例えば、人に相談するというのもその一つです。相談するときっと自分とは違うやり方を発見したり、足りない考えが発見できたりします。これはよりよい取り組みを生み出す機会になるのですから、とても有効です。
 しかし、なかなか相談する人がいないとこれは、できないことになります。
 こんな場合は、自分のイメージ力を利用することができます。

 始めようと意気込んでいる自分を十分イメージし、その自分から着ぐるみを剥ぐようにその場から離れます。
 そして、目の前で活躍している自分をイメージします。その自分と周りの様子を観察します。
 その観察を十分にして、活躍している自分が与えている影響が自分や周りにとって本当によいものかどうかを疑ってみます。
 疑ってみても何も問題がないと思うかもしれませんが、十分に回りの状況を観察しながら、考えてみます。
 
 十分観察した後、その観察している自分をその場においておき、次に別の場所に第四の場に立ちます。
 その場に立つと、第三者にいる自分をも観察することができます。本当に冷静に判断していただろうかと疑ってみます。他の場も観察してみます。活躍している自分、周りの様子などを観察します。

・本当にどの子も受け入れようとしているのでしょうか。
・本当にどの子にも役立つことになっているのでしょうか。
・受け入れた結果が本当にどの子にもプラスになっているのでしょうか。
・その後の姿は本当に仲間関係や個の能力を伸ばすことにつながっているのでしょうか。
 など様々なことを考えてみます。

 そして、自分の決断がそれよかったのかどうか考えてみます。ここまでくるとかなり客観的に自分を見ることができます。新しい発見もできるはずです。これだけのことをするとかなり客観的に自分を見つめることができます。
 このように今の自分からちょっと場所を変えるだけで、かなり自分自身を眺めることになります。

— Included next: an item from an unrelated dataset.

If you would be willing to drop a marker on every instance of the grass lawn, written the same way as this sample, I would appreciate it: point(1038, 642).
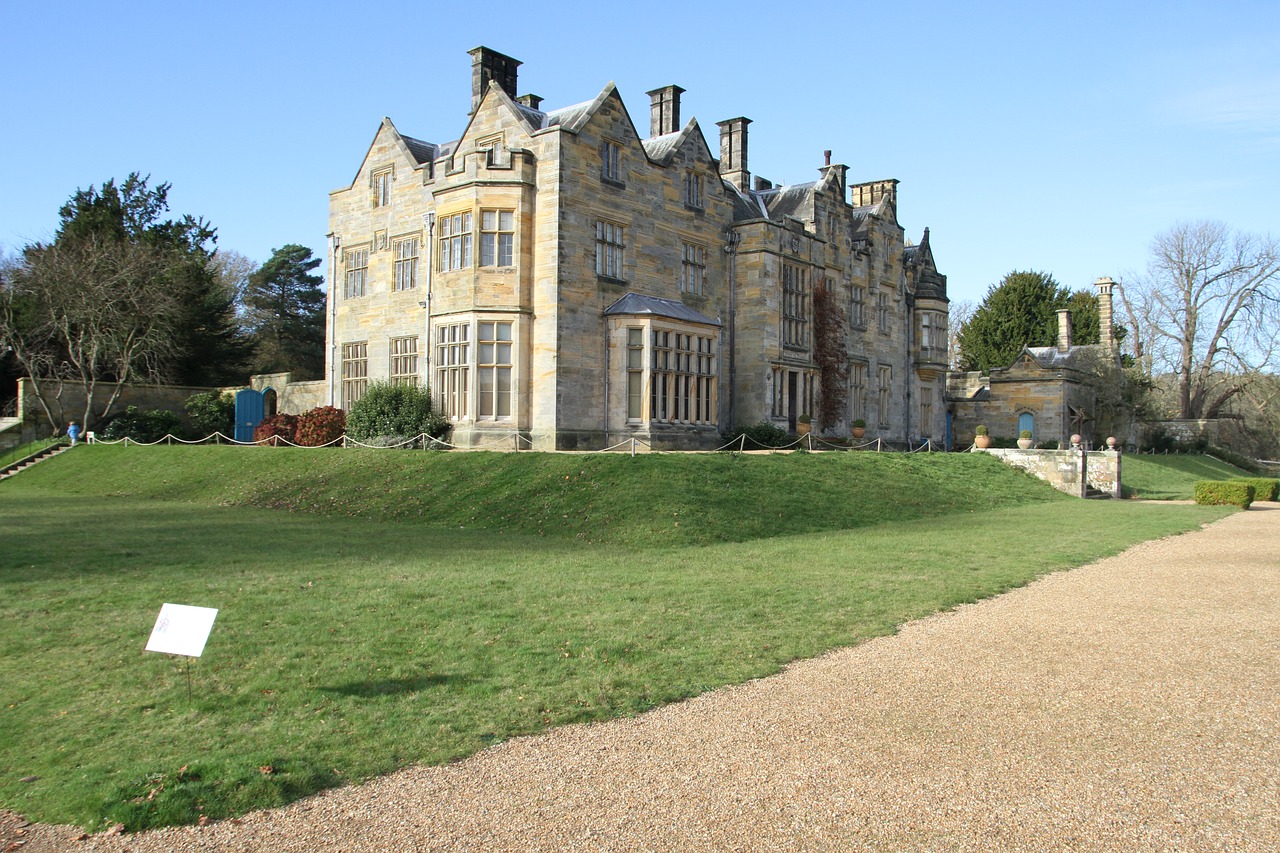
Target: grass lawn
point(1171, 478)
point(383, 609)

 常に冷静でいられる自分ではありません。子どものためだと思った瞬間に冷静になれなくなっている自分を発見することも大事なことです。

 夢中になってしまうと、やりすぎてしまうこともあります。新しく始めようとしている事が本当にどの子にも役立つ手だてになっているのかを見極めることができれば、必ず個々への対応も丁寧になっていきます。
 この判断がなかなかできないのが私たちです。